I have list of words in text variable with their labels. I like to make a classifier that can predict the label of new input text.
I am thinking of using scikit-learn package in Python to use SVM model.
I realize that the text need to be corverted to vector form so I am trying TfidfVectorizer and CountVectorizer.
This is my code so far using TfidfVectorizer:
from sklearn import svm
from sklearn.feature_extraction.text import TfidfVectorizer
label = ['organisasi','organisasi','organisasi','organisasi','organisasi','lokasi','lokasi','lokasi','lokasi','lokasi']
text = ['Partai Anamat Nasional','Persatuan Sepak Bola', 'Himpunan Mahasiswa','Organisasi Sosial','Masyarakat Peduli','Malioboro','Candi Borobudur','Taman Pintar','Museum Sejarah','Monumen Mandala']

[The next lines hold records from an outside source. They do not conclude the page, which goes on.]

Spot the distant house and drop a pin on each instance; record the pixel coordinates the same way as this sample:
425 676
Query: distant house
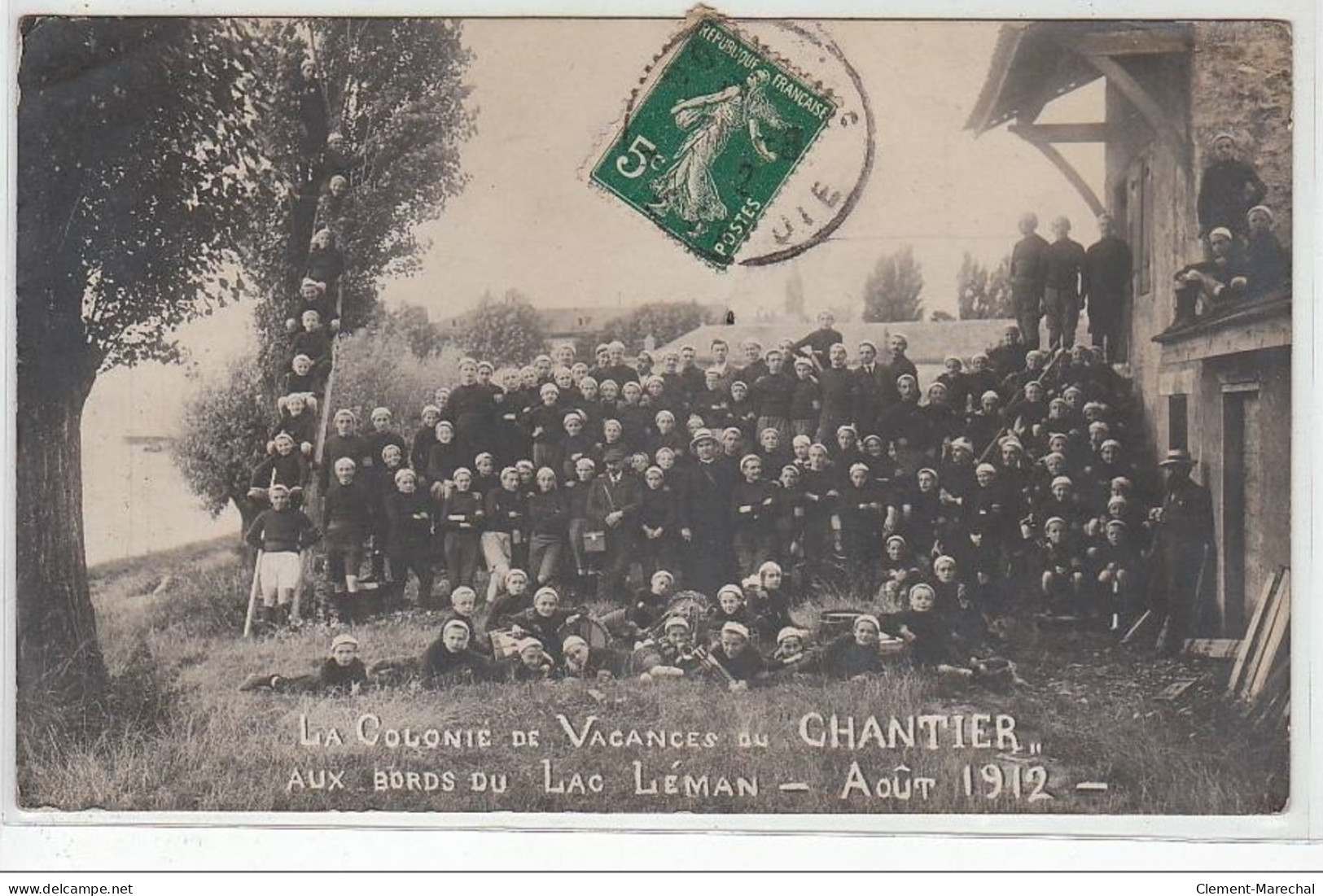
571 323
1219 386
561 323
929 343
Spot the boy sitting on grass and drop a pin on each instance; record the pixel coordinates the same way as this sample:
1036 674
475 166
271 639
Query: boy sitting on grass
736 661
281 533
791 656
463 607
545 620
450 661
581 661
342 673
529 665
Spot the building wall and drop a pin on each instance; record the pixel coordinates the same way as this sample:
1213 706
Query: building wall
1171 229
1261 383
1242 84
1236 80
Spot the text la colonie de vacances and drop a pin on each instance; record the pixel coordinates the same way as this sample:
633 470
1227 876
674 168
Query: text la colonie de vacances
681 768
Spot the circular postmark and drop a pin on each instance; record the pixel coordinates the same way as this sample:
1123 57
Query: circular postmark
747 143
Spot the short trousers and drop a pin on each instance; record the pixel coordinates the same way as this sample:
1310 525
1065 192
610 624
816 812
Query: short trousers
281 571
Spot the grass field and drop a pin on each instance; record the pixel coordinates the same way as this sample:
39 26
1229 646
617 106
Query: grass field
184 739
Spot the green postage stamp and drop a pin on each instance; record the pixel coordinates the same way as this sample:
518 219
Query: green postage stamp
712 142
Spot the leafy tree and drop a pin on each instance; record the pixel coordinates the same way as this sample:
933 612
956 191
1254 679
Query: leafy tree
413 324
1001 303
135 139
983 294
662 320
395 89
379 369
892 291
226 426
794 305
228 419
396 94
506 332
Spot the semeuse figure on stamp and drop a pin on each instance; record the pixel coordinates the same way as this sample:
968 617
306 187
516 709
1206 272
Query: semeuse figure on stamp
687 188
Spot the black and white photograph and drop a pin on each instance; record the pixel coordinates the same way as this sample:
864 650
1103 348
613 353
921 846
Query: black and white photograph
704 414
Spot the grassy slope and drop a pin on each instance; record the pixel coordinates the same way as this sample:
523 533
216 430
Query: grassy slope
191 741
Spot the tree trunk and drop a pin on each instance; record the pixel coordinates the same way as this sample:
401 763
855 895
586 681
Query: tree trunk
248 513
59 664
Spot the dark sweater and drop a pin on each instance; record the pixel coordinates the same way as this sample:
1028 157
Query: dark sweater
332 675
279 531
347 514
409 518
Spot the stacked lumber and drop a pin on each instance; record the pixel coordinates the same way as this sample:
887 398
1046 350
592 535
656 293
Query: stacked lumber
1261 677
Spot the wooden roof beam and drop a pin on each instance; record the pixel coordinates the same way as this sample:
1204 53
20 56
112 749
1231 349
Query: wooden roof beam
1090 133
1134 42
1062 164
1168 129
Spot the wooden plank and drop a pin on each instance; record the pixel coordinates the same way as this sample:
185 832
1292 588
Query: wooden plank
1213 648
1139 623
1081 133
1277 633
1255 657
1172 692
1252 632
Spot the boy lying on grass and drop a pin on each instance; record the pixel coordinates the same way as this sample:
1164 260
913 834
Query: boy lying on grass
342 673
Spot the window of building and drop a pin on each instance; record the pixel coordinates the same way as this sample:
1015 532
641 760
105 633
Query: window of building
1139 218
1178 422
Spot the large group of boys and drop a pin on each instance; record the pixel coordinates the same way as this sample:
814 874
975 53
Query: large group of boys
700 505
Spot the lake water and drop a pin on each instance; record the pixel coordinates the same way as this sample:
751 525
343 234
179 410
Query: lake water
137 501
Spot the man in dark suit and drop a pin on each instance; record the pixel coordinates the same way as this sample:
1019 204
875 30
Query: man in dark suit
614 502
1187 540
705 516
872 389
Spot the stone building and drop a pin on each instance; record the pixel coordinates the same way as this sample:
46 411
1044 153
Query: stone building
1219 385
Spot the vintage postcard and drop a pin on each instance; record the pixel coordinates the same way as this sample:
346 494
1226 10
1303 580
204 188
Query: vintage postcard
811 423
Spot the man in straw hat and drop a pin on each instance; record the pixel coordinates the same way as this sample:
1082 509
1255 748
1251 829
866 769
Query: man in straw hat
1185 538
705 516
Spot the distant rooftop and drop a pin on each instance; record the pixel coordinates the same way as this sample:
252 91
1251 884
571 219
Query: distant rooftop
927 341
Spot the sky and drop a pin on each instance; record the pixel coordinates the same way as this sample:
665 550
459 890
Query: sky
548 90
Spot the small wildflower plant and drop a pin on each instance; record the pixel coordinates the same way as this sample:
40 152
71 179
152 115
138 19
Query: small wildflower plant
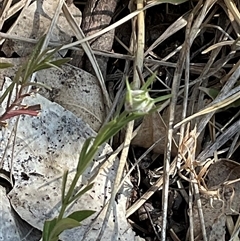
137 104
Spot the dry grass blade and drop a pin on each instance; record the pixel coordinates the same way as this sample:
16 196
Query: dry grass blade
10 11
88 51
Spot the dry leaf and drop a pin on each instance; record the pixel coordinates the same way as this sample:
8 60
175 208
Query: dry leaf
34 23
218 178
45 146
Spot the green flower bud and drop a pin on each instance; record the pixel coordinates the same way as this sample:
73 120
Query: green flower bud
138 101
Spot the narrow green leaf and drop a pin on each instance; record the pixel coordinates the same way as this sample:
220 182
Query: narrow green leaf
82 158
61 225
162 98
47 229
81 192
5 65
81 215
31 63
64 181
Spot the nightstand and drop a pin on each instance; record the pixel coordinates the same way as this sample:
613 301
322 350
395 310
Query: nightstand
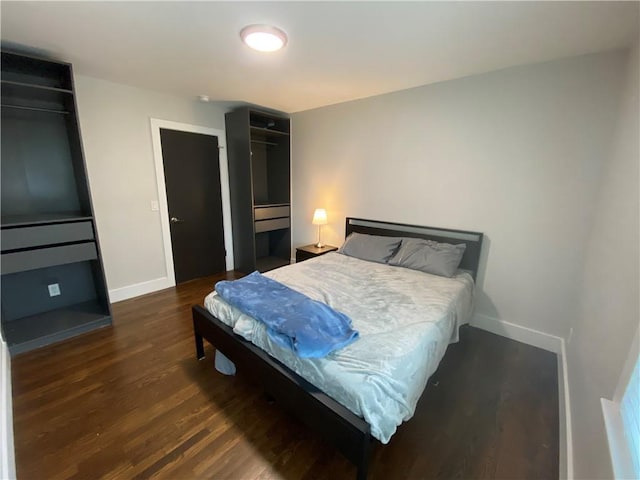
311 251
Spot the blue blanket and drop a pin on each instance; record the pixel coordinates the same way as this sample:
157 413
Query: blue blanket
310 328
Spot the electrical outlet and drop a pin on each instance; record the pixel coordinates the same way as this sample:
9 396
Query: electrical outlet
54 289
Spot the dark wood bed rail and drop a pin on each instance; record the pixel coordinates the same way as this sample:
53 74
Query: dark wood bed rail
349 433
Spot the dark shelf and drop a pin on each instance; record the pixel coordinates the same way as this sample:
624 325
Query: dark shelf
264 264
268 131
41 219
9 83
48 231
35 331
36 109
263 205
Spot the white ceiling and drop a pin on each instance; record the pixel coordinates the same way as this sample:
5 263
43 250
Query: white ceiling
337 51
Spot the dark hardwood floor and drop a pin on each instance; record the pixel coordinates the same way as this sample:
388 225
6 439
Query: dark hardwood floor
131 401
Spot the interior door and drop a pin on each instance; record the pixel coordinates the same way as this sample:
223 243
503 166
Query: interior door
192 180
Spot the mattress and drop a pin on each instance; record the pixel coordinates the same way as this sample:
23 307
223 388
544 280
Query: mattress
406 320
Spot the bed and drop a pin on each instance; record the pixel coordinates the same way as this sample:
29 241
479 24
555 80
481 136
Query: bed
360 393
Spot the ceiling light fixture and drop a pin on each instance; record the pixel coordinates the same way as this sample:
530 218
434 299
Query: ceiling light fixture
263 38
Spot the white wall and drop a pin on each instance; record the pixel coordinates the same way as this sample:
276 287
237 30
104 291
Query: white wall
516 154
609 310
7 459
116 134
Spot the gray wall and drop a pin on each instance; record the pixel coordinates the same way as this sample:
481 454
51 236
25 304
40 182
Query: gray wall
516 154
116 134
609 312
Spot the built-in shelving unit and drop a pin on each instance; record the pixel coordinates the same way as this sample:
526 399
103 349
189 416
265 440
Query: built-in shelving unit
259 158
53 284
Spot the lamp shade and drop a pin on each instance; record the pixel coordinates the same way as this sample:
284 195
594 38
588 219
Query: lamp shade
319 217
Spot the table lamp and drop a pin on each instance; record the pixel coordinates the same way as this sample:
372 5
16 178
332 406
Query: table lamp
319 218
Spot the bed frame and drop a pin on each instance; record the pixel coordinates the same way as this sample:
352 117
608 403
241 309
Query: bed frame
349 433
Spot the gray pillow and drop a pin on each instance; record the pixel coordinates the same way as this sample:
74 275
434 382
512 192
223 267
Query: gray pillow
370 247
429 256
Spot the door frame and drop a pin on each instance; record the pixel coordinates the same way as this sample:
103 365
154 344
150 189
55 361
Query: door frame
163 206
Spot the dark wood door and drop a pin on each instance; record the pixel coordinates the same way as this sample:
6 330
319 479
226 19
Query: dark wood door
192 179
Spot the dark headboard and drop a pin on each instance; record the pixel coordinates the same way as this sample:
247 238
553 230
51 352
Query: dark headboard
473 240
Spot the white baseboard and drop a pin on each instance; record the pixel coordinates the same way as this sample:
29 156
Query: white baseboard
130 291
518 333
7 459
566 437
553 344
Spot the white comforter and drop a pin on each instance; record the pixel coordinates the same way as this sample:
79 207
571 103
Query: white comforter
405 318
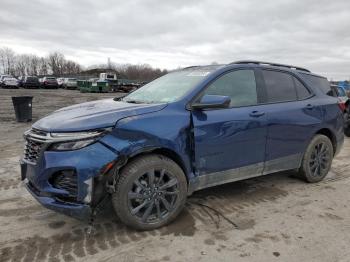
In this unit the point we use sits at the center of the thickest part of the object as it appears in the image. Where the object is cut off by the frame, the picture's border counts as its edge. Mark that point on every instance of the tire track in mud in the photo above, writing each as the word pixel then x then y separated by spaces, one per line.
pixel 76 244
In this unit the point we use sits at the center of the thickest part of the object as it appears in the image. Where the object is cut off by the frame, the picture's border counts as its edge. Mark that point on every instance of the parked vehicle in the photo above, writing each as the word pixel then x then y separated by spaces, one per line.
pixel 29 82
pixel 344 103
pixel 70 83
pixel 49 82
pixel 60 82
pixel 9 82
pixel 2 78
pixel 191 129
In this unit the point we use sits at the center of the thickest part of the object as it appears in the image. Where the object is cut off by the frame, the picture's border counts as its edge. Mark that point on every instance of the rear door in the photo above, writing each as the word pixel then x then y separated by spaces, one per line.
pixel 291 115
pixel 230 143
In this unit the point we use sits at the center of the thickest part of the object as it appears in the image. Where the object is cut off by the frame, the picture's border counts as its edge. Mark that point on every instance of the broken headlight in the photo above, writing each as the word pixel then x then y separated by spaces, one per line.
pixel 74 140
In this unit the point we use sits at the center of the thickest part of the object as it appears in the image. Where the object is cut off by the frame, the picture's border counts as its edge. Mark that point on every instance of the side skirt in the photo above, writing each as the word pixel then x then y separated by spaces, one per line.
pixel 241 173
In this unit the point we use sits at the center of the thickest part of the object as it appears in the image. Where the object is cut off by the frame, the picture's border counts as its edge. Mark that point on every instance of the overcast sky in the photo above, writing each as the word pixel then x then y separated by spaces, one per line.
pixel 170 34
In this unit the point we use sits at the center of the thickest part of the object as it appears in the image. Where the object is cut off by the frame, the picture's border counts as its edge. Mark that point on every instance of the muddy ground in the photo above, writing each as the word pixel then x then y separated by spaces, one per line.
pixel 272 218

vectorizer = TfidfVectorizer(min_df=1)
X = vectorizer.fit_transform(text)
y = label
klasifikasi = svm.SVC()
klasifikasi = klasifikasi.fit(X,y) #training
test_text = ['Partai Perjuangan']
test_vector = vectorizer.fit_transform(test_text)
prediksi = klasifikasi.predict([test_vector]) #test
print(prediksi)
I also try the CountVectorizer with same code above. Both showing the same Error result:
ValueError: setting an array element with a sequence.
How to solve this problem? Thanks
The error is due to this line:
prediksi = klasifikasi.predict([test_vector])
Most scikit estimators require an array of shape [n_samples, n_features]
. The test_vector
output from TfidfVectorizer is already in that shape ready to use for estimators. You don't need to wrap it in square brackets ([
and ]
). The wrapping makes it a list which is unsuitable.
Try using it like this:
prediksi = klasifikasi.predict(test_vector)
But even then you will gt error. Because of this line:
test_vector = vectorizer.fit_transform(test_text)
Here you are fitting the vectorizer in a different way than what was learned by the klasifikasi
estimator. fit_transform()
is just a shortcut for calling fit()
(learning the data) and then transform()
it. For test data, always use transform()
method, never fit()
or fit_transform()
So the correct code will be:
test_vector = vectorizer.transform(test_text)
prediksi = klasifikasi.predict(test_vector)
#Output: array(['organisasi'], dtype='|S10')